I sometimes feel entitled to my own emotions — anger, sadness, frustration. There are some days when I don’t want to take the higher road and just let something go like it was nothing, days when the “Jesus answer” simply isn’t enough. Times when I want to actually express how I feel, when it gets too much for me and I feel like I can’t just let God take it away.
But other people have to suffer for that, and in that way, I feel cursed.
I was raised in a family where apologies weren’t enough. It wasn’t enough to give one, and it wasn’t enough to receive one. I don’t think I’ve ever heard any of my family members, including myself, apologize to each other for something deeply hurtful, like yelling or threatening or striking each other. We’ve always chosen the low road, letting things smooth over in a way that doesn’t allow us to forget how we’ve wronged each other, only push it to the back of our minds so that some day they can boil over again.
I’ve never really learned to apologize. I do my best to, but even then, I’m not very good at it, whatever that means. Then again, only once in my life have I received an apology for something deeply hurtful where the person understood why I was hurt, and that took almost two years to get around to. And I almost leapt up for a victory lap on that one.

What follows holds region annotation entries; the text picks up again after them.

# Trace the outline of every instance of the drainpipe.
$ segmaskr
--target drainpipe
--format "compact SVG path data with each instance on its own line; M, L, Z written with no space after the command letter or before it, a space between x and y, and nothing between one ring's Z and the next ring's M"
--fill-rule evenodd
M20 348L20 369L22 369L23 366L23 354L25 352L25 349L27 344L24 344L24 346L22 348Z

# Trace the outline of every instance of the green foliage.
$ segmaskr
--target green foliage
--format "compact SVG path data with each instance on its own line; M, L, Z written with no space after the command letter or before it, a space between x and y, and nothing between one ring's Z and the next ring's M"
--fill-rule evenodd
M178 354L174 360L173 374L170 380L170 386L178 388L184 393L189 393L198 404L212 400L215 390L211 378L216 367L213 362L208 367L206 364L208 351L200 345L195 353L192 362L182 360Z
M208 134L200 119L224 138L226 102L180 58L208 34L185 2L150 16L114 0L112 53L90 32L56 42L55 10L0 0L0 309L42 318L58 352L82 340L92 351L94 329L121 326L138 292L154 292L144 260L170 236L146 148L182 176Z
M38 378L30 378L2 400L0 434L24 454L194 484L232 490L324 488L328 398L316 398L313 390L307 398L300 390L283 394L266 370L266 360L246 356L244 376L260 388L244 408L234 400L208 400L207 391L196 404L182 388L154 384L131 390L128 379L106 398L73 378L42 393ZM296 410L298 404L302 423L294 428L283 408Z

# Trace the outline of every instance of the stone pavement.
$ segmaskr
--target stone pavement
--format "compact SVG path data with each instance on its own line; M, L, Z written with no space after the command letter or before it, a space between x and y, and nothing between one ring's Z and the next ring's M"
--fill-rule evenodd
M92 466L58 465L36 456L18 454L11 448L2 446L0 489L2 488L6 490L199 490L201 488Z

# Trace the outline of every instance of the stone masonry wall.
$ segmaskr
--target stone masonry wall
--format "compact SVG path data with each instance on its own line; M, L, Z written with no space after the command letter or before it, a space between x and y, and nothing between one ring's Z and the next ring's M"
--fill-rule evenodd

But it’s not a victory. Everytime we apologize or receive an apology, everytime we admit that we were wrong, it’s like straightening out a painting on a wall. Something went wrong, and you can only do your best to put it as close to what it was before as possible. But sometimes, while straightening out that painting, you realize that the spot on the wall where the painting is at isn’t even the right one for it.
Turn it inwards, I used to think. I thought that if I forced those negative feelings onto myself, it’d be like paying back the way that I’d hurt a friend. But it’s too easy to become angry with myself, to envelope myself in hatred and bring myself down as far as possible. And nobody wins that way. Nobody. Only more hurt can result from it, and in that way, I’ve been wrong for a solid portion of my life.
But sometimes explaining why things are the way they are isn’t enough. Sometimes you have to create a reason why things don’t have to be the way they are to make things right.
My reason?
“Men dream, aspire, and through indomitable force of will achieve the impossible.”
Because I love my friends, and more than that, I love people; part of that is learning how to forgive and be forgiven.
And maybe I still don’t know how to bring out of my mouth what I feel in my heart, but I do mean it. And I am sorry.